第16話 負けヒロインの叫び
私はあの日大好きなゆーくんに告白した。
私の隣には物心ついた時からずっとゆーくんがいた。保育園から小学校、中学校、高校までの間ずっと私の側にはゆーくんがいた。
何をするにもゆーくんと。
料理をする時も寝る時もお風呂に入る時だって昔は一緒だった。
ゆーくんを異性として意識したのは、いつだったかな?分かんないや。でも、小学校の低学年の頃から確実に意識していたと思う。

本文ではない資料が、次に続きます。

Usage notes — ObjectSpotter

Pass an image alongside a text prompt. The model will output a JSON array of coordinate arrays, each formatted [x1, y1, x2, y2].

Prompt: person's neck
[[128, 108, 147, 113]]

私は彼の優しいところが好きだった。髪の色が原因でいじめられていた星川 夏海ちゃん。なっちゃんに誰よりも早く救いの手を差し出したあの光景を今でも覚えている。私が運動会のリレーでこけてしまい、みんなに責められている時ゆーくんは
「僕が絶対に取り返すから」
って言って、私の分を取り返してくれたんだ。その他にも、小学校の修学旅行で私が迷子になった時、ゆーくんは必死で集合時間に遅れるのも気にせず探して見つけてくれた。
中学校になったら、胸が徐々に大きくなってきてそれを男子達に揶揄われるようになったんだけど、ゆーくんはそんな私を励まして、何度も庇ってくれた。
私が泣いている時、何も理由を聞かず側にゆーくんはいつもいてくれた。
毎年毎年私の誕生日のたびにプレゼントを真剣に考え渡してくれた。
そんな素敵なゆーくんに惹かれない方がおかしいよね。
でも、私は惹かれたままの状態から高校生になるまで踏み出せていなかった。
いや、違うね。なっちゃんが海外から帰ってきた時まで何もしていなかった。
幼馴染みっていう立場に甘えて、ゆーくんとの関係性を壊したく無いって言い訳して、私は動かなかった。
でも、そんな私の背中を押したのはなっちゃんだった。
私のことなんて無視して、自分の恋のことだけ優先すれば良いのに。
なっちゃんは私の話を聞いてくれて時には温かい言葉をくれた。それでいて、恋のライバルとしても厳しい言葉をくれた。
だから、私はゆーくんとの関係を一歩先に進める決意が出来たんだよ。
でもさ、決意できたからと言って全てが上手くいくわけなんてありえないよね。
だって、私が足踏みしていた間もなっちゃんは前々へ進んでいたんだから。
私がゆーくんに弁当を作った時、なっちゃんはゆーくんの夕飯を作っていた。
私がゆーくんと手を繋いだ時に、なっちゃんはゆーくんと恋人のように手を繋いでいた。
私がゆーくんの頰にキスをした時、なっちゃんはゆーくんの唇にキスをしていた。
私が出来ないと諦めて尻込みしていたことをなっちゃんは気持ちを強く持ち突き進んでいたんだ。
私なんかよりもずっとずっと強い覚悟を持って、なっちゃんはゆーくんを落とそうとしていた。
そして、クリスマスのあの日。鈍足な私がようやくなっちゃんと同じ時点に並んだの。だから、勝負した。胸に勝てるんじゃないかと言う淡い期待を抱いて。私はゆーくんとの思い出が詰まった高台で告白した。
結果は、湊川君が学校で聞いたと思うけど……負けちゃった。
あははは。当然だよ。……………わたじがまげるのなんてわかりぎっでだんだ。じがだない、じがだない。
…………でも、でもさ。まだあぎらめぎれないんだ。……あのばじょにいたいって、どなりにいたいってさけぶんだ、こころが……なっちゃんならって、あたまではみとめてるのに、こころがそれをみとめないの………。なっちゃんつきあうなんて……ゆるせないって。ゆーくんとすぐにわかれぢゃえって。ざいでいなことばかりおもいづくの……。
…………ねぇ、どうしたらいいかな?みなとがわくん。おしえて?
もう、わからないの。……リサちゃんにも、りんちゃんにもそうだんしたんだけどわからないの……
こんなこときいてめいわくだってわかってる。でも、あのひであったみなとがわくんならって、かってにきたいしちゃってるんだ。
……おねがい………わたしにおしえてよ………みなとがわくん………
わたしをたすけて
わたしにおしえて
どうしたらいいの?
どうしたらこの痛みを消せるの?
どうしたらゆーくんを忘れられるの?
「忘れることなんかできるかよ」
私の叫びに答えた彼の声は酷く辛そうだった。